What it takes to make a heartbeat

By studying the zebrafish, researchers have discovered how a gene involved in cardiac rhythm works – helping to explain how a heartbeat develops

Do you know someone living with an abnormal heart rhythm? The latest data shows there’s a high chance that if you don’t personally experience cardiac arrhythmia in your own lifetime – someone close to you will.

Around 2.5 per cent of Australians are living with the worrying condition, which the Australian Bureau of Statistics says accounts for 3090 years of potential life lost in 2019 alone.

Around 2.5 per cent of Australians live with an abnormal heart rhythm. Picture: Getty Images

A person with a healthy heart will have a heart rate of between 60 and 100 beats per minute when resting. Arrhythmias occur when the electrical signals, which control your heartbeats, do not work properly and cause your heart to beat too fast, too slow or irregularly.

The Victor Chang Research Institute reports one in 10 Australians die suddenly due to an abnormal heart rhythm, which occurs most commonly just after a heart attack. But why?

My laboratory, in the School of Biomedical Sciences’ Department of Anatomy and Physiology, is investigating the early stages of heart development, seeking to identify novel genetic elements that may regulate cardiac development and function.

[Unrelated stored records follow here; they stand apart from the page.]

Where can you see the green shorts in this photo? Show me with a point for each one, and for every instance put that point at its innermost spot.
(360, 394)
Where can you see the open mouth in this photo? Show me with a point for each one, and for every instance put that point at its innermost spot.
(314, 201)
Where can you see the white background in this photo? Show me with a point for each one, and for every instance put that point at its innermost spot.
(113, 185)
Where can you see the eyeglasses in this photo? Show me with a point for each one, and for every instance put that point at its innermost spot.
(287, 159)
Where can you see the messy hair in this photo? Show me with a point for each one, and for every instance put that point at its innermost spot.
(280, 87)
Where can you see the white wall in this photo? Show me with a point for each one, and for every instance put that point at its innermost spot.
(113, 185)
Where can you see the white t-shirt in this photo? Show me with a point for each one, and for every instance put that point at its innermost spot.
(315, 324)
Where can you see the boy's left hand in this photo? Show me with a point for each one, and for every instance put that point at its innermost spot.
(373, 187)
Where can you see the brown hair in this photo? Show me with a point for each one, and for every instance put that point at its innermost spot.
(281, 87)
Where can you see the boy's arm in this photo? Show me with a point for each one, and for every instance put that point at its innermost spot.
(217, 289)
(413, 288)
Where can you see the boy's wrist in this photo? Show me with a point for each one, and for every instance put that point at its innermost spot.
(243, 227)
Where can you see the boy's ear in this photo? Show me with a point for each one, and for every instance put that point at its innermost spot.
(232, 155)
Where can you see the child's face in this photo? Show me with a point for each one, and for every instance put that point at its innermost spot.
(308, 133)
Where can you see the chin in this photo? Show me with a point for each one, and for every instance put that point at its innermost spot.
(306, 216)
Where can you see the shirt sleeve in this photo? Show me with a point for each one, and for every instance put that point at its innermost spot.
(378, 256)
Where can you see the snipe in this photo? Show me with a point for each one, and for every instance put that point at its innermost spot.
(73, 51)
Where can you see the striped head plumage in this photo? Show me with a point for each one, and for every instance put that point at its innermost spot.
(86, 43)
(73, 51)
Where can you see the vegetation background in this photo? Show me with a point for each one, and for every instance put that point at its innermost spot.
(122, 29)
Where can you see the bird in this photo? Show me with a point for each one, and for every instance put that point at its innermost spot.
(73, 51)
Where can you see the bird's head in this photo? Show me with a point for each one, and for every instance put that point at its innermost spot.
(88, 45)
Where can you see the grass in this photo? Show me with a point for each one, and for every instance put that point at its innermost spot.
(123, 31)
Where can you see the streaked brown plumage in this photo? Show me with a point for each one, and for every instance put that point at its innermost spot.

Our latest research, published in the Proceedings of National Academy of Sciences of the United States of America (PNAS), explains how we identified a gene required for cardiac rhythm – and how mutation or change of this gene causes cardiac arrhythmia, and eventual lethality. This helps us to understand the fundamentals of what it takes to make a heartbeat.

Until now, no-one has known what this gene does, which makes this research so exciting.

Interestingly, we were able to identify how the gene works by studying zebrafish which have complex beating hearts that operate in a similar way to human hearts.

Zebrafish eggs are translucent, allowing researchers to watch organs develop and function under a microscope. Picture: Supplied

In fact, 80 per cent of their genes are like ours.

Both use the same basic ‘equipment’, allowing researchers to figure out how a fish does it and take those lessons back to humans.

It was relatively easy to collect the eggs and study them using standard zebrafish breeding. As their eggs are translucent, we can watch the organs develop and function in the eggs by just putting them under a microscope.

After screening thousands of zebrafish families, we found one with inherited arrhythmia. Working backwards from there, we pinpointed a mutation in the gene known as tmem161b, that causes the condition.

It turned out to be a gene that was completely uncharacterised. In other words, until now no one has known what this gene does.

The big question is – will the finding only be relevant to fish, or is it also required for healthy cardiac rhythm in mammals?

To examine this, we introduced a mutation into a mouse and examined the effect on heart rhythm. We found that mice, too, had disrupted heart rhythm upon mutation of this gene.

Testing is underway but, given we see similar effects of this gene mutation on the heart in both fish and mice, it’s suspected this gene will also be important in how the human heart beats too.

Adding a new gene to the list of candidates that can be screened, will assist in diagnosis and may also help to guide treatment. Picture: Getty Images

Given the prevalence of cardiac arrhythmia in Australia, the more we know about how the heart works, the better.

The gene described in our research appears to play a fundamental function, so we expect it to be important in more than just controlling heart rhythm.

But that takes time to explore.

If all this turns out to be important in humans, it will provide a new candidate for genetic screening of patients with cardiac arrhythmia.

By studying thousands of individuals, we know that between 35 and 67 per cent of arrhythmias – depending on the nature of the disease – are inherited.

For these cases, diagnosis should be made using genetic screening. However, we cannot screen for mutations in genes if we don’t know those genes are involved in cardiac rhythm.

This discovery adds a new gene to the list of candidates that can be screened, which will assist in diagnosis and may also help to guide treatment.

This project also involved the University of Queensland, the Hubrecht Institute at Utrecht University, Amsterdam Medical Centre and The Florey Institute of Neuroscience and Mental Health.